One long-term investor involved in the legal battle claimed that, “Within five weeks, those shares declined in value by over $1 billion, and Coinbase’s market capitalization plummeted by more than $37 billion.”
Indeed, Coinbase executives have a long-standing tradition of dumping huge amounts of stock. At the end of March, Protos reported that execs have sold nine times more stock than they’ve bought in 2023 so far. As of March 23:
- Since late December, company insiders sold over half a million shares worth over $26 million.
- Only 57,000 shares (worth almost $2.6 million) have been bought.
- Armstrong is by far the largest dumper among Coinbase executives, selling almost 300,000 shares worth nearly $18 million.
Read more: Coinbase execs have sold 9 times more stock than they’ve bought in 2023
However, Coinbase has denied the claims made by investors in this latest lawsuit. “As the most popular and only publicly traded crypto exchange in the US, we are at times the target of frivolous litigation,” a Coinbase spokesperson wrote Bloomberg. “This is an example of one of those meritless claims.”
Coinbase insider trading sounds familiar
This isn’t the only legal headache Coinbase is currently facing — by a long shot — nor would it be the first time insider trading occurred at the firm. Ex-employee Ishan Wahi recently pled guilty to two counts of wire fraud, for tipping off his brother and friend about a cryptocurrency that would soon be listed on the exchange, resulting in the trio making a tidy profit.
What’s more, Coinbase received a Wells Notice from the Securities and Exchange Commission (SEC) in March, warning that the firm was likely selling unregistered securities and therefore violating federal law. Coinbase responded, “We do not relish litigation against the SEC, but we will vigorously defend ourselves.”
The firm sued the SEC the following month over an administrative matter.

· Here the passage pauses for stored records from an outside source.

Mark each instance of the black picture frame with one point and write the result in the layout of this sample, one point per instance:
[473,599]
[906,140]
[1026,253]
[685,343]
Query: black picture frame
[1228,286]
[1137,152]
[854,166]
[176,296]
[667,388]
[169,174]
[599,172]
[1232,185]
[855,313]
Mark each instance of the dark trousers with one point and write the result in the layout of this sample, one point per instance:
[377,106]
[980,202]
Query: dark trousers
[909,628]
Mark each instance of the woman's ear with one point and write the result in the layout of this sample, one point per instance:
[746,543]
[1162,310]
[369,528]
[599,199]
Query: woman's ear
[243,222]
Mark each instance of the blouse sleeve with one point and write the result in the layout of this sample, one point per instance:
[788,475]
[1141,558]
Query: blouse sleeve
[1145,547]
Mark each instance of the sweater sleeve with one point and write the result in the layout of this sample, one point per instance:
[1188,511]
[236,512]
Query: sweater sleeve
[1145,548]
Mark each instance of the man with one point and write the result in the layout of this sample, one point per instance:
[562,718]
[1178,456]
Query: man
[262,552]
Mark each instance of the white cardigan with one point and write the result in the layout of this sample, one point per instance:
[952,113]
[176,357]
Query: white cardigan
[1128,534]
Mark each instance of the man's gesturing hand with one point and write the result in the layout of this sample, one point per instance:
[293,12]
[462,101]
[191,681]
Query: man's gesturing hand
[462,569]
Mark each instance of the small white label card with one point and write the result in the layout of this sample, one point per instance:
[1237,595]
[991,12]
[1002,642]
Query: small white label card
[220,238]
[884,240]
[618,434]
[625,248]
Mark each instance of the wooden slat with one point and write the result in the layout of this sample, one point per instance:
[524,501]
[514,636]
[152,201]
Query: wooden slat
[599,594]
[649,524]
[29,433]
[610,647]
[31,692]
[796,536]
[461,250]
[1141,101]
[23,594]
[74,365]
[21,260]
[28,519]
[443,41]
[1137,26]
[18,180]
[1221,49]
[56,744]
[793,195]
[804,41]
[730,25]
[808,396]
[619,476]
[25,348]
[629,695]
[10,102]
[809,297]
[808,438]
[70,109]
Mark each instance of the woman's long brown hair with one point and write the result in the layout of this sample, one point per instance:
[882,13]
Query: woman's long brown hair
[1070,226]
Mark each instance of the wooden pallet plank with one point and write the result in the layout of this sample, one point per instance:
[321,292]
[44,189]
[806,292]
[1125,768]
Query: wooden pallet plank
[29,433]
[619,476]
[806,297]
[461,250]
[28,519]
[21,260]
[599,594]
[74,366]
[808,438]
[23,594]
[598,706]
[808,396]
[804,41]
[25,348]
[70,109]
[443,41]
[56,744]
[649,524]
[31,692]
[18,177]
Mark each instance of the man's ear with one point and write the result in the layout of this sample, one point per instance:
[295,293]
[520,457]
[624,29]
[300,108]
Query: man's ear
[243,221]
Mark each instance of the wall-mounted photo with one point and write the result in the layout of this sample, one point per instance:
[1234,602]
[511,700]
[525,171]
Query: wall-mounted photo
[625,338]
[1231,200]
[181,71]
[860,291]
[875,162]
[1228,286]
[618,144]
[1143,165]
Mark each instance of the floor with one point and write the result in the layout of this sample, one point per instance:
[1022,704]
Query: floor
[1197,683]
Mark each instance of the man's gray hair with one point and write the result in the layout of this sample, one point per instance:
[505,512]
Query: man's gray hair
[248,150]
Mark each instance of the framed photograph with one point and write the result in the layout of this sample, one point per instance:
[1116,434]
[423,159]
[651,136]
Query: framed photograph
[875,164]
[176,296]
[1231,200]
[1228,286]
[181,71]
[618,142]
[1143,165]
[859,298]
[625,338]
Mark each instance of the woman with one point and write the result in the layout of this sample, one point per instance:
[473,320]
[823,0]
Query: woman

As US regulatory concerns mount for Coinbase, it has sparked initiatives to focus abroad on jurisdictions friendlier to the crypto industry. On Tuesday, Coinbase announced an offshore crypto derivatives exchange in Bermuda. Meanwhile, US banks are getting spooked by the scrutiny — Wall Street bank Citi cut the rating of Coinbase stock from buy to neutral on Monday, and slashed its price target from $80 to $65.
“Coinbase’s notions of redomiciling outside of the US, the company’s public responses and now a formal suit against the [SEC] are indicative that the [Wells Notice’s] process has not (yet?) been productive,” analysts wrote.
“The failure of Signature Bank and whether it was crypto related along with other events of the past year are all fodder for the SEC.”